Virginia Hospital Center offers a comprehensive spectrum of breast cancer treatment. All of the medical specialties, and all of the services needed to diagnose, treat and support breast cancer patients, are conveniently located under one roof.
When should a woman consider being tested for a BRCA mutation? According to the NCCN, a woman should be tested if she has a history of breast cancer occurring in family members under age 50, multiple family members with breast cancer, or any family history of ovarian cancer. Most tests are covered by insurance for those who meet the criteria.
Patient Success Story
"My mother died from breast cancer four years ago at age 48. She had first developed breast cancer when she was 30, and had been treated, but she found a second cancer in 2011. My grandmother had breast cancer, as well.”
— Leanne Gray, 25, of Washington, DC
Concerned by her family history, Leanne read about BRCA gene mutations that can affect cancer risk. A proactive advocate for her own health, she decided she wanted to be tested for a mutation. Leanne tested positive for a BRCA1 mutation...
Leanne’s primary care physician referred her to Patricia Rodriguez, MD, and an expert in the field of cancer genetic risk assessment. Leanne underwent genetic counseling in Dr. Rodriguez’ office prior to being tested.
Dr. Rodriguez recommended Leanne have aggressive screening for breast cancer every six months, alternating mammograms and breast MRI, along with breast exams twice a year. Three years later, one of those MRIs detected something abnormal in one of Leanne’s breasts. A biopsy determined it was very early breast cancer: a small, 1 mm, stage 1 invasive cancer in an area of Ductal Carcinoma in Situ (DCIS). A DCIS is not life-threatening, but can increase risk of developing invasive breast cancer later.
Leanne met with breast surgeon Molly Sebastian, MD, FACS, and Dr. Rodriguez, as well as other specialists in radiation oncology and plastic and reconstructive surgery, to discuss different treatment options.

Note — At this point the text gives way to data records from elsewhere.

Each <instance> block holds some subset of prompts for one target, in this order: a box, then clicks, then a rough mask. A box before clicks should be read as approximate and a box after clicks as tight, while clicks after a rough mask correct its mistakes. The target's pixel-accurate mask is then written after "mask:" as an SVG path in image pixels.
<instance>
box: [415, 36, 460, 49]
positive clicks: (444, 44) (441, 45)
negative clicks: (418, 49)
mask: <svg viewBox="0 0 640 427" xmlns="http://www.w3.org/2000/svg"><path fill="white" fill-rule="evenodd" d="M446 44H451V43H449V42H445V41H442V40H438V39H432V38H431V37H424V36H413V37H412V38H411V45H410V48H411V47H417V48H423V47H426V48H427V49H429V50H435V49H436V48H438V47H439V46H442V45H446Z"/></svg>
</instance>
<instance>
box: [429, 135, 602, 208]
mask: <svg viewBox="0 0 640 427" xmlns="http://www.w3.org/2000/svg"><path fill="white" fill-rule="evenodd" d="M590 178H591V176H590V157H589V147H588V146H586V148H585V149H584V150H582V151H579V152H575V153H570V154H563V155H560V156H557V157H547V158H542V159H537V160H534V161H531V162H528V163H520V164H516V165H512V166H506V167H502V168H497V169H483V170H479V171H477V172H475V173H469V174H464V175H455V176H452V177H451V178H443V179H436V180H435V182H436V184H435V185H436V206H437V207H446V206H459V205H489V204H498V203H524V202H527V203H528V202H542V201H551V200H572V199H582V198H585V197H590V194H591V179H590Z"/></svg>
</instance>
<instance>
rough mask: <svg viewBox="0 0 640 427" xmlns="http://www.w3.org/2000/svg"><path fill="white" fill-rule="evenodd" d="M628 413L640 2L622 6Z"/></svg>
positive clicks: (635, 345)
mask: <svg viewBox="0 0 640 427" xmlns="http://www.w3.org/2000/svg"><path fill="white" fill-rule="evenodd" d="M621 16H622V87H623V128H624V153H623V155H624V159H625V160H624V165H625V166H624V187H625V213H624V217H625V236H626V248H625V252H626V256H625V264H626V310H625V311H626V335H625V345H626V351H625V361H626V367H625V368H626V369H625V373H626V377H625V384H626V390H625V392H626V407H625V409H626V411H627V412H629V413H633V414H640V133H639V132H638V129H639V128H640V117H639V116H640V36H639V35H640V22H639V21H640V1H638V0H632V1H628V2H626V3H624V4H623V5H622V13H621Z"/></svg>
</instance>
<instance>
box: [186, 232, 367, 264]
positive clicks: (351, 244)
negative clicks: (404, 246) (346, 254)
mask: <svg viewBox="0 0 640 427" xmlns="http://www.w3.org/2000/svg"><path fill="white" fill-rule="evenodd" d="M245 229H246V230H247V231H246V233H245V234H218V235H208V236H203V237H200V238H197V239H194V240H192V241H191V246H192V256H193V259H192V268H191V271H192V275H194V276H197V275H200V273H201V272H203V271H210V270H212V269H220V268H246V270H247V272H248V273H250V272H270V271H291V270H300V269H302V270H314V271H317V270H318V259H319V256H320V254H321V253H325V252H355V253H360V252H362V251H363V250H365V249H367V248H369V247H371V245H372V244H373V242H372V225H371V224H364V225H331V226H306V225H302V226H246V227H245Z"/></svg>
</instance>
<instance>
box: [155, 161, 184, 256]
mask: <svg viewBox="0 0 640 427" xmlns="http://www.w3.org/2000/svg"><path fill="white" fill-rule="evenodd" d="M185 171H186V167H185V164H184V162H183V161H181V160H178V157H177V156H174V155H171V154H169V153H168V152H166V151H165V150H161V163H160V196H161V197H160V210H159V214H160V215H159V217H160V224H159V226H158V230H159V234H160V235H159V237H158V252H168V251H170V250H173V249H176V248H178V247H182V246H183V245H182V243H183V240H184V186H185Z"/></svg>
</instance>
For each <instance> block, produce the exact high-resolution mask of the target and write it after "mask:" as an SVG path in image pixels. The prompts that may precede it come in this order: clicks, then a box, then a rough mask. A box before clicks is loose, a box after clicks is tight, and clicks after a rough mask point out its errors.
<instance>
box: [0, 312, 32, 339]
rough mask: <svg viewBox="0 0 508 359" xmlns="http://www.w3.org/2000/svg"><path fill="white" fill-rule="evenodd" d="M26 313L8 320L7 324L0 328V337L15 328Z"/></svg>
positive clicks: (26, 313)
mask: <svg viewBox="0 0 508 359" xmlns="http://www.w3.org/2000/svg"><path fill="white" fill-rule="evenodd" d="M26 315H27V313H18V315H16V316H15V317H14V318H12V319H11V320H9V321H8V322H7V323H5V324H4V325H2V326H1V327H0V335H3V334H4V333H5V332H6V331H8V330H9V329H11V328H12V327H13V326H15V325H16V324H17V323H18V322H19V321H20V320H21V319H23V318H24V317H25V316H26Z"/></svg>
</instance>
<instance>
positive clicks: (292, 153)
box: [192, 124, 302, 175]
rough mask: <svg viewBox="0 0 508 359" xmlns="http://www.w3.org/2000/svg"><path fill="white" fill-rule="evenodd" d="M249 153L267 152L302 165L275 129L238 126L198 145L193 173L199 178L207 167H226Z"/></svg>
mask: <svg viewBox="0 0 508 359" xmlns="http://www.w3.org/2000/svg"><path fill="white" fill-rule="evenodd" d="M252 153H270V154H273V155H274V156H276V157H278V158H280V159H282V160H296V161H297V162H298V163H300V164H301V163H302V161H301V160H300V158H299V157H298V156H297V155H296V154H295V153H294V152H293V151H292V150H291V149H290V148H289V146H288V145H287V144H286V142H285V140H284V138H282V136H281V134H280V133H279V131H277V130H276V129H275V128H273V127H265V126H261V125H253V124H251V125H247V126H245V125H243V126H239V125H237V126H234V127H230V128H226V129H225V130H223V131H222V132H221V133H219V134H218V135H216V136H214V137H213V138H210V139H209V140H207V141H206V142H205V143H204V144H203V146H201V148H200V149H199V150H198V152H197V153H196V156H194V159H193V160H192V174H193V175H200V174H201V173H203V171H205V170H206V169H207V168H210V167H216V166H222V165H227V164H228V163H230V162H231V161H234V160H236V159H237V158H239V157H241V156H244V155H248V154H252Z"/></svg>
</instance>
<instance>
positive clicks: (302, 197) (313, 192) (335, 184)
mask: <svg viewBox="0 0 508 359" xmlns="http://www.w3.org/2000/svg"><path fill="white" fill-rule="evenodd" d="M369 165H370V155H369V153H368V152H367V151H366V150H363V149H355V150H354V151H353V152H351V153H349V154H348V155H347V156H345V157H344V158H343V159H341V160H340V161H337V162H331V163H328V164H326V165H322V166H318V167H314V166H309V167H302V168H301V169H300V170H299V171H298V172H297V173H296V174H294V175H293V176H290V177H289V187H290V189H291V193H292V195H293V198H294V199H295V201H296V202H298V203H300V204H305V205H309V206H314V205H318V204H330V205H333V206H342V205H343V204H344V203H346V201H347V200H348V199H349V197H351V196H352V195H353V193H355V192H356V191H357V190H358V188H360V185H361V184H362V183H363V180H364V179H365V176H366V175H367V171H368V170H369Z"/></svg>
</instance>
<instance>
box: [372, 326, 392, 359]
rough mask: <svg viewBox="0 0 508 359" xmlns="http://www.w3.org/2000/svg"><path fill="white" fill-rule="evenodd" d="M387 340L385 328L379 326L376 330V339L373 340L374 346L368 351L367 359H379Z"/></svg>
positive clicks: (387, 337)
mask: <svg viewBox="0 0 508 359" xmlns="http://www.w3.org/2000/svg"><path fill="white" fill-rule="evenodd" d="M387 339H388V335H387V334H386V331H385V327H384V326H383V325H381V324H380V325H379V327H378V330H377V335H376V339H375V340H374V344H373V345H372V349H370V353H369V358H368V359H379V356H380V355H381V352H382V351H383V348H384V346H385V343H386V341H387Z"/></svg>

“Because my cancer was found so early, I had the luxury of time to meet with all my doctors and get as much information as I could to make a decision,” says Leanne. “I initially considered having a lumpectomy and radiation. However, with my high risk of recurrence due to my BRCA1 mutation, all of the physicians agreed that I would need bilateral mastectomies within ten years.”
Leanne thought it over and ultimately decided to go ahead and have bilateral mastectomies. “We used a technique known as bilateral nipple-sparing mastectomies,” says Dr. Sebastian. “This technique hides the scar in a natural skinfold.”
Leanne was also able to have immediate breast reconstruction during the same surgery. Dr. Sebastian removed the breast tissue and a plastic surgeon, Steven Davison, MD, FACS, inserted breast implants.
“This was the best possible outcome,” says Leanne. “I will continue to have regular screening for ovarian cancer, but I was able to treat my breast cancer early and took all the steps to prevent a second breast cancer from developing. The more stories like mine that are shared, the more women will learn about BRCA mutations and become more active in their own health decisions.”
“If Leanne had not been tested, she would not have been watched so closely and her cancer would not have been found as soon as it was,” concludes Dr. Rodriguez. “By knowing her risk, Leanne was able to make informed, proactive decisions to protect her health.”